Kapelko pracuje na stanowisku głównego specjalisty w Departamencie Promocji i Turystyki. – Został zatrudniony od 26 lutego na zastępstwo na okres trzech miesięcy w celu realizacji konkretnego zadania – mówi Beata Górka, rzecznik prasowy marszałka województwa.
Chodzi o organizowane przez urząd zawody dla piłkarzy-amatorów, w których do wygrania będą bilety na mecz Polska-Japonia, zaplanowanego na 28 czerwca w rosyjskim Wołgogradzie w ramach mistrzostw świata w piłce nożnej.
Do Rosji pojadą członkowie zwycięskich drużyn w dwóch kategoriach wiekowych: 13-15 lat oraz powyżej 35 lat. Młodsi piłkarze na mundial pojadą z jednym z rodziców lub opiekunów. Nagrody obejmą również transport, zakwaterowanie, wyżywienie i ubezpieczenie.
– Turniej przewidziany dla stu reprezentacji z całego regionu ma na celu uhonorowanie roku stulecia odzyskania przez Polskę niepodległości – mówił na początku kwietnia marszałek Sławomir Sosnowski.
Zapisy zakończyły się w piątek.
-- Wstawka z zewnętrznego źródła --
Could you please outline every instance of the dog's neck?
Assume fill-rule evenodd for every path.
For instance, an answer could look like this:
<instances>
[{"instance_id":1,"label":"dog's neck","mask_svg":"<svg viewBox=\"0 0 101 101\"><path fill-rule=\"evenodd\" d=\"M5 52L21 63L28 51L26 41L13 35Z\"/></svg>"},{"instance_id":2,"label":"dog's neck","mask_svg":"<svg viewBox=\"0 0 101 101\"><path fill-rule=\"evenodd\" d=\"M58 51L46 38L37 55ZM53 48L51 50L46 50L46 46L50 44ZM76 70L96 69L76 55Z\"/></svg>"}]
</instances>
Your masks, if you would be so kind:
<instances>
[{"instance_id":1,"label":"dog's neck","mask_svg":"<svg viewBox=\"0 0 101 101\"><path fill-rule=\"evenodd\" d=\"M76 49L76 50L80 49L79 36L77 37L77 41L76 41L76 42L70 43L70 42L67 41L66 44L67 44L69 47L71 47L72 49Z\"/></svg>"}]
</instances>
Zgłosiło się 60 zespołów.
Urząd nie zdradza wysokości wynagrodzenia byłego prezesa Górnika. Artur Kapelko Górnikiem Łęczna kierował od 2011 roku. Odszedł w lipcu ub.r. po spadku zespołu z ekstraklasy. To on był pomysłodawcą rozgrywania meczów w roli gospodarza na Arenie Lublin. Nie spodobało się to kibicom drużyny. Z powodu ogłoszonego przez nich bojkotu spotkania w Lublinie oglądała garstka widzów, co w piłkarskim środowisku nie przeszło bez echa. „Łęczna w Lublinie to smutek i samobój, zero przyszłości, szkoda” – napisał na Twitterze prezes Polskiego Związku Piłki Nożnej Zbigniew Boniek po starciu z Piastem Gliwice, kiedy na trybunach zasiadło zaledwie 1401 osób.